Chapter 10 Measures of central tendency

Measures of central tendency enable us to provide a summary (“global view”) of our data; and preliminary indications of the nature of the variable/s involved.

10.0.1 Mean

There are types of means; arithmetic, geometric and harmonic. For \(n\) data points \(x_{i}\), \(i=1:n\), the arithmetic mean is calculated as dividing the sum of \(x_{i}\) by \(n\). This can be expressed as: \[ \frac{\sum_{i=1}^{n} x_{i}}{n}. \]

Using our dataset, we can use the following R code to find the mean of chocolate chips before the new factory policy.

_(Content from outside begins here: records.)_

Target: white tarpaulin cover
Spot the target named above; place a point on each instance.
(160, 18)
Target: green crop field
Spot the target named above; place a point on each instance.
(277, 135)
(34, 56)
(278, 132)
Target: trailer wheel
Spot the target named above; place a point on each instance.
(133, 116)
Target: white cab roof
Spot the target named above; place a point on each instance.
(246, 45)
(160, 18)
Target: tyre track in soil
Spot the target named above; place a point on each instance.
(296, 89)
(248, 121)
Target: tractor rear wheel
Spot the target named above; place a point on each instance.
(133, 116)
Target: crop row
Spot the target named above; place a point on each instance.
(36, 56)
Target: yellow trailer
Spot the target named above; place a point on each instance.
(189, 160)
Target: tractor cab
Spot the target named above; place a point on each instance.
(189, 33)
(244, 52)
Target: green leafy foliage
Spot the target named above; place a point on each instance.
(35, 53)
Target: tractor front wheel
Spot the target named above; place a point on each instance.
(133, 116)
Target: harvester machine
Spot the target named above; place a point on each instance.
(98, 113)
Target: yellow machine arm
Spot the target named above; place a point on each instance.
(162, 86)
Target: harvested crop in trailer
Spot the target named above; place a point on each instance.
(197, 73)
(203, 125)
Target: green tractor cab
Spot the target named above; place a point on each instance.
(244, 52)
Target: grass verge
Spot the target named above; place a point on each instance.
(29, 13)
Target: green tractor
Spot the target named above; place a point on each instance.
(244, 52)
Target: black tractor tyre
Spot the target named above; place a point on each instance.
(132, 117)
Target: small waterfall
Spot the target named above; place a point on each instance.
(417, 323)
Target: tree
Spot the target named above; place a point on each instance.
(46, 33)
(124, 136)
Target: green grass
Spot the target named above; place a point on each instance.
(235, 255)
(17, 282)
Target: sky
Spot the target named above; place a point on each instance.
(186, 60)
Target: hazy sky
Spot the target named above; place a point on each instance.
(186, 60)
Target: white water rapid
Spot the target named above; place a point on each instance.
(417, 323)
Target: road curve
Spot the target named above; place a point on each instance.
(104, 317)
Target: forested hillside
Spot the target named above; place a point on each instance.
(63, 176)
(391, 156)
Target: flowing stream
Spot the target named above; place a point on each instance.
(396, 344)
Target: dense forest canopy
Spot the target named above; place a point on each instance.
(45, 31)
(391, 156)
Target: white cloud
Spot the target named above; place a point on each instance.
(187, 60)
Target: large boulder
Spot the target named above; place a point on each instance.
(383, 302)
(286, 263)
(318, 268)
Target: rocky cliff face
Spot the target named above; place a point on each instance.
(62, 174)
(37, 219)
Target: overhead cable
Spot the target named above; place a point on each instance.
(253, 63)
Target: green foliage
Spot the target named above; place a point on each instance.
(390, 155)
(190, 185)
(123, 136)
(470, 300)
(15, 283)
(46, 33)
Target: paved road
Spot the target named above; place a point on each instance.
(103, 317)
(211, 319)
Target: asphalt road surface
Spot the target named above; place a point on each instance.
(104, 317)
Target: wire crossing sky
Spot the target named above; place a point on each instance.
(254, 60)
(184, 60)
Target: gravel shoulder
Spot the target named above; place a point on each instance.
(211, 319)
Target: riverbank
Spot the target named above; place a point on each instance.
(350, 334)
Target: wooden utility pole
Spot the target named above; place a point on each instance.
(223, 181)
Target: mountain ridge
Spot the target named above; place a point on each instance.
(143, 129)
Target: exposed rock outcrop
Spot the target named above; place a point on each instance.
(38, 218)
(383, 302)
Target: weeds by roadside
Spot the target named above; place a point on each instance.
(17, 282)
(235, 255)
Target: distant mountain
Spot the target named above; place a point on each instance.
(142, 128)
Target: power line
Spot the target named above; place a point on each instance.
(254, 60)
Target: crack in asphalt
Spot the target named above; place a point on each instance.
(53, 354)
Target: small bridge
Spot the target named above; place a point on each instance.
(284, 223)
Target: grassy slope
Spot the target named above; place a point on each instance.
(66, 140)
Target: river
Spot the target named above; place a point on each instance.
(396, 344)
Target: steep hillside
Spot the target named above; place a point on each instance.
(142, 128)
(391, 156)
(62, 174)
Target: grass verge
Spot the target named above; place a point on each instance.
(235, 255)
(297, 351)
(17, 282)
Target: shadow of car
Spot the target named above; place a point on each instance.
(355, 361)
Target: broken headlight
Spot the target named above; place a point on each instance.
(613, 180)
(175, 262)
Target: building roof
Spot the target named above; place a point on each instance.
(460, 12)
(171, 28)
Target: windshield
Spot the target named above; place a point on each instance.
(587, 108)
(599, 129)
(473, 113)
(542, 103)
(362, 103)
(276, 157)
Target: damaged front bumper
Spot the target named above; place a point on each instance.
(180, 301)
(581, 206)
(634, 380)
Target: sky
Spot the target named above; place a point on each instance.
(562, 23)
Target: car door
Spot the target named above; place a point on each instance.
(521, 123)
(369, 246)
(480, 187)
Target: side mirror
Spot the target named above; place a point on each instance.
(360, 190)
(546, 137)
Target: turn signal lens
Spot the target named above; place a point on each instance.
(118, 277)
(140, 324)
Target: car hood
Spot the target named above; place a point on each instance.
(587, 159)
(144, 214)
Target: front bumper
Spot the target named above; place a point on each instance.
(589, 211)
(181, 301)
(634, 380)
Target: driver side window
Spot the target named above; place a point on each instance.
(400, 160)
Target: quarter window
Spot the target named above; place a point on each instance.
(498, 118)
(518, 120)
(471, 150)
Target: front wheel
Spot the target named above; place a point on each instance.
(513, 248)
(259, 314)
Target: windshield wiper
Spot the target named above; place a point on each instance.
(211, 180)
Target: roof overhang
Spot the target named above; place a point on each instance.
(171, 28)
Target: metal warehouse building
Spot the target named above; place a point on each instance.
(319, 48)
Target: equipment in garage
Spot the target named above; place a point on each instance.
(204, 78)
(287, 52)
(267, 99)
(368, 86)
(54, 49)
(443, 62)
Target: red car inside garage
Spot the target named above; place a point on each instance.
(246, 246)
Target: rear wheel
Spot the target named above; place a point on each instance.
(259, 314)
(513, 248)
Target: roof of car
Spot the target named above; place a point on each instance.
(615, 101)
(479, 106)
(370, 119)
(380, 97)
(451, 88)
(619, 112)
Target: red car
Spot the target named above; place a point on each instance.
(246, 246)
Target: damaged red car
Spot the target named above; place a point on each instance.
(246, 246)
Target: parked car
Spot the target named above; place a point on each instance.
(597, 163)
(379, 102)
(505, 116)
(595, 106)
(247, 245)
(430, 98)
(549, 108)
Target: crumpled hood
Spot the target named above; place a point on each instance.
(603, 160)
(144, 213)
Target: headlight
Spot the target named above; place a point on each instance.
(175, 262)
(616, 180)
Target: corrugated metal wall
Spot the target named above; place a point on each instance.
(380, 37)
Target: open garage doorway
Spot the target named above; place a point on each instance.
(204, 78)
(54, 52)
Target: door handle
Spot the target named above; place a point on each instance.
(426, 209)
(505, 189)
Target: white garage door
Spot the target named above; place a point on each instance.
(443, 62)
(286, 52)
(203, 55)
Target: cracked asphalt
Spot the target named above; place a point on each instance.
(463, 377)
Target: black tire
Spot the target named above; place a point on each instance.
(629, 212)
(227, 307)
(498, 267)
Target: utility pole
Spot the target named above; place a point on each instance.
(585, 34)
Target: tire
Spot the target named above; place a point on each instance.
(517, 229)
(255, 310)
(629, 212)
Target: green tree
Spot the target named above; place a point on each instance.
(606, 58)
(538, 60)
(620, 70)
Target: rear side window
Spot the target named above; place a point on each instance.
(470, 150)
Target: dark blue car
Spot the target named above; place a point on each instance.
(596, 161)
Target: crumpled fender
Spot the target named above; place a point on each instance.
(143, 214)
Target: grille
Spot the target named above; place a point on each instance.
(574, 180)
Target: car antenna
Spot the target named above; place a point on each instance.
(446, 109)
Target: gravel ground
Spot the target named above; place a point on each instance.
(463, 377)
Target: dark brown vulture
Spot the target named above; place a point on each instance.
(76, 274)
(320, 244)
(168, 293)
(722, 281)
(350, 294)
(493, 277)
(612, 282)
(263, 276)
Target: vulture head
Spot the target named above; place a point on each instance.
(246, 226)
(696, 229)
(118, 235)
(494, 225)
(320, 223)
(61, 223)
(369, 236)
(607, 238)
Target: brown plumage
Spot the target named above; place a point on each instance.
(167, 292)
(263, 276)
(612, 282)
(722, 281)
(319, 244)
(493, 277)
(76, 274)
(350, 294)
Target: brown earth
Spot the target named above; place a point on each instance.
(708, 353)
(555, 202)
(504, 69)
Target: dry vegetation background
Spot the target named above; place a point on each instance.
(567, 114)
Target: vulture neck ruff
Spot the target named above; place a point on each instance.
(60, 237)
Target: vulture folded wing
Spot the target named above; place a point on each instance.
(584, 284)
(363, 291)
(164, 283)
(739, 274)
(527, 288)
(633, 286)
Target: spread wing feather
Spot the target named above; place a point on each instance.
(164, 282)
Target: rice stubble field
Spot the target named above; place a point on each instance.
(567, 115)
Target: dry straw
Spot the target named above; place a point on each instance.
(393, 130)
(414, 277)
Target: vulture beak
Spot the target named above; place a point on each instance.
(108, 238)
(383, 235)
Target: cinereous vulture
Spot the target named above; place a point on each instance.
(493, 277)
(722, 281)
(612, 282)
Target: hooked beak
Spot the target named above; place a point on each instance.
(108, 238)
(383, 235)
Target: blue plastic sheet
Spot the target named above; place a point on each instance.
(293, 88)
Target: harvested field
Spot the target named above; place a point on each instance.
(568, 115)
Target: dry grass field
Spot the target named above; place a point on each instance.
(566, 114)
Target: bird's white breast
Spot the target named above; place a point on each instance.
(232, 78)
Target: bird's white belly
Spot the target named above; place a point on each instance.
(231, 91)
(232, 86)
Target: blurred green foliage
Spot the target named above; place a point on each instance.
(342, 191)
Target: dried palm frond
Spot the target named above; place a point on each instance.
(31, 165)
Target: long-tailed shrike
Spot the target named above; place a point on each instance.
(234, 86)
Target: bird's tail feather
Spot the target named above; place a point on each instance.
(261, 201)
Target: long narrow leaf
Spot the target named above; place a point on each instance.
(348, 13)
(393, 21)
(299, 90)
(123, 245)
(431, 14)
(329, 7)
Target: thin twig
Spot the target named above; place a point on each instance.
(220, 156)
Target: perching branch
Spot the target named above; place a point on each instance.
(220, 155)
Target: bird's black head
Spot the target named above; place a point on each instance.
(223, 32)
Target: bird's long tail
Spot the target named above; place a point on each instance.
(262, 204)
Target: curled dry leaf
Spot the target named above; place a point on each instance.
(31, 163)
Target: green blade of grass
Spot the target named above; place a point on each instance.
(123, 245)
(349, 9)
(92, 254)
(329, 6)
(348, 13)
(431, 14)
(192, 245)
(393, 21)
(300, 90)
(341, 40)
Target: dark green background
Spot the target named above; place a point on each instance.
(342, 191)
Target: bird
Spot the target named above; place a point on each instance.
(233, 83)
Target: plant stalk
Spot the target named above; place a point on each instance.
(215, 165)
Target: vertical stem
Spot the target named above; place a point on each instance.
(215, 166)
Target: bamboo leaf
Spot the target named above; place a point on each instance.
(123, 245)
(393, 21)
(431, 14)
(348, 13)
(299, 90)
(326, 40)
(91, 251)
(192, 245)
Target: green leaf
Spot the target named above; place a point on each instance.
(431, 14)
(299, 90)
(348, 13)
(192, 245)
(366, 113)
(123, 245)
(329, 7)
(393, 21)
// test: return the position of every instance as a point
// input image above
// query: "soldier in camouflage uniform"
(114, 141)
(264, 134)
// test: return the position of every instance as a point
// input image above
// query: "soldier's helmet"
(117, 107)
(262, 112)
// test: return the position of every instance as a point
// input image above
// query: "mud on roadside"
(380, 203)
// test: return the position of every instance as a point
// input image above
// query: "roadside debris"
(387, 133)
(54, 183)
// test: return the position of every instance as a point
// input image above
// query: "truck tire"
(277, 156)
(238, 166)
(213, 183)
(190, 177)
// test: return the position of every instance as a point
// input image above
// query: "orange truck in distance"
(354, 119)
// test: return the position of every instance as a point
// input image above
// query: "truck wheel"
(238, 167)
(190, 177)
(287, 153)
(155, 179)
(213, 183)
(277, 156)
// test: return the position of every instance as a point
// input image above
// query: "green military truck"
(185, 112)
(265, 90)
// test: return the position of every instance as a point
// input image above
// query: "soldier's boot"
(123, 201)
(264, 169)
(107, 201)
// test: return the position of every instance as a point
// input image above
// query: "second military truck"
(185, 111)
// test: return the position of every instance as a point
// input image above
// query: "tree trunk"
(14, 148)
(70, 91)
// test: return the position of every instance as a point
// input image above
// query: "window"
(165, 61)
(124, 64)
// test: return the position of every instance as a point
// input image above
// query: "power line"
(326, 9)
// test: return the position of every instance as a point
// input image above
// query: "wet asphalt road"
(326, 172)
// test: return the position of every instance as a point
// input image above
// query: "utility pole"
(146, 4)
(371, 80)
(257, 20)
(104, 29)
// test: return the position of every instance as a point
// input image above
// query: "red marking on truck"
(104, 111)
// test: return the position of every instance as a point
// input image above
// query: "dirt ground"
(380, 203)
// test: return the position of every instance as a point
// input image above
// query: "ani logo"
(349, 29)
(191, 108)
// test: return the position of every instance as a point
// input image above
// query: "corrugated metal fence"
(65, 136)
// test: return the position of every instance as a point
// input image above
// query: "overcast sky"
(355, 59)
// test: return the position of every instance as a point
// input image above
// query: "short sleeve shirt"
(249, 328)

before = thebiscuits[which(thebiscuits$timeframe=="2017 - before no eating policy"),]
round(mean(before$chocolate_chips),0)
## [1] 10

10.0.2 Median

To obtain the median, the data needs to be ordered from the smallest value to the largest. The data point in the “middle” of the ordered points is the median. In the case where the number of data points is an even number, the median is obtained by taking the mean of the two middle points (after the data is ordered).

Using our dataset, we can use the following R code to find the median of chocolate chips before the new factory policy.

before = thebiscuits[which(thebiscuits$timeframe=="2017 - before no eating policy"),]
median(before$chocolate_chips)
## [1] 10

10.0.3 Mode

The mode is the data point which is occurs most frequently in the dataset.

Using our dataset, we can use the following R code to find the most frequently observed count of chocolate chips before the new factory policy. The frequency table in the output shows which count category was most frequently observed.

before = thebiscuits[which(thebiscuits$timeframe=="2017 - before no eating policy"),]
thecounter = data.frame(summary(as.factor(before$chocolate_chips)))
colnames(thecounter)="Frequency"
thecounter$Category=rownames(thecounter)
rownames(thecounter)=NULL
kable(thecounter,
caption="Table 1: Frequency table for chocolate chip count categories ")%>%
 kable_styling("striped", full_width = F)
Table 10.1: Table 1: Frequency table for chocolate chip count categories
Frequency Category
1 4
3 5
6 6
14 7
42 8
50 9
59 10
41 11
42 12
26 13
11 14
2 15
3 16

In this example, the mean,median and mode were identical (the raw data was rounded for these calculations). In lecture two we will discuss the significance of this observation.